Since Minnesota mosquitoes require water for egg depositing and the subsequent life forms prior to adulthood, dry seasons, therefore, produce less of these aquatic-dependent insects. It could be one of the factors contributing to the relative scarcity of mosquitoes in some parts of the region. Up until lately, our months-long drought has lessened the mosquito population in my neck of the woods. However, that is not the case in some parts of Minnesota.
Also, in ponds where fish are present, particularly small fish like minnows, mosquito larvae do not survive very well. But in stagnant, temporary wetlands, pools and other microhabitats where no predators exist, mosquito larvae flourish. Standing water in farm fields are especially important to mosquito production.
So what's a person to do? For one thing, don't provide places for water to collect, like old tires or containers. Construct or purchase bat houses and install them at suitable locations on your property. Bats do eat mosquitoes, but they also eat many other species of flying insects. Protect yourself when you venture outdoors by wearing clothing that will cover your skin and using insect repellent. Special clothing is now available with repellent infused fabric.
It is critical to protect your skin, because, according to the Minnesota Department of Health, "While mosquito-transmitted disease is not as common in Minnesota as it is in tropical climates, there are several diseases of potential concern to Minnesota residents. Minnesota residents who travel to other countries can return with tropical diseases such as malaria. West Nile virus was found in Minnesota in 2002 and we suspect that this virus will continue to be a public health concern in future years."

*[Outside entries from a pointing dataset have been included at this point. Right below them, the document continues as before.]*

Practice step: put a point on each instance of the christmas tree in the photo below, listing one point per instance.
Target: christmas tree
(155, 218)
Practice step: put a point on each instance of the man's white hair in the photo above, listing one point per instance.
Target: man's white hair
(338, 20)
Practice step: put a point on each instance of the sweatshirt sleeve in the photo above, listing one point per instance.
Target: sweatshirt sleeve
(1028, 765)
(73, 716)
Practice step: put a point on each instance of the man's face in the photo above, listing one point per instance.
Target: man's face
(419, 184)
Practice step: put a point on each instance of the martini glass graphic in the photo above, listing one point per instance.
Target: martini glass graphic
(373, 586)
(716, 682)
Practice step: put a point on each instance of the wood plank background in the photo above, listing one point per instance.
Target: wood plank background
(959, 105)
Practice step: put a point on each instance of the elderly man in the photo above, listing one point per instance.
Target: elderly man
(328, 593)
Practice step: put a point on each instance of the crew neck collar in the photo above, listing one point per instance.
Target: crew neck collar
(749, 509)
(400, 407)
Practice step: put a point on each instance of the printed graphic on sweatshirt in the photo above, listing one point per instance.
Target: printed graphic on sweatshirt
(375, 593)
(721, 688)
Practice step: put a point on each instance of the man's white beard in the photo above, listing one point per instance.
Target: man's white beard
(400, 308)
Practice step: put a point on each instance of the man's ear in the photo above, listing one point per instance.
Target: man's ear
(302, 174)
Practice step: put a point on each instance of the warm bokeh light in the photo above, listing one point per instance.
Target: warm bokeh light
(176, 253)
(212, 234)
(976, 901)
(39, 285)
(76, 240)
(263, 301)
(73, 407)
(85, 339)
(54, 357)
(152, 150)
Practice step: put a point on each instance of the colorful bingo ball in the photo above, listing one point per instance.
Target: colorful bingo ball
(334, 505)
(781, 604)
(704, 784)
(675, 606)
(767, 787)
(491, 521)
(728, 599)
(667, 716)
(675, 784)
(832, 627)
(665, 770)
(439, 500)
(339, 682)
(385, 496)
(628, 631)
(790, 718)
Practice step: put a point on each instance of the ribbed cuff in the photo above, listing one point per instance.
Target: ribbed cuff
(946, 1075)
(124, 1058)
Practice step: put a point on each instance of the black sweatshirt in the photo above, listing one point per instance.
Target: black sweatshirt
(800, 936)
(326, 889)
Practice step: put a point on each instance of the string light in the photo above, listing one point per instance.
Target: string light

Although mosquitoes make up the diets of many creatures of the animal kingdom, and many plants depend on some species of mosquitoes for pollination, would we be better off without our so called "true" Minnesota state bird, the mosquito? Many people would agree that we would be better off without them, but with or without the lowly mosquito, this pestering and biting insect is a part of the web of life as we get out and enjoy the great outdoors.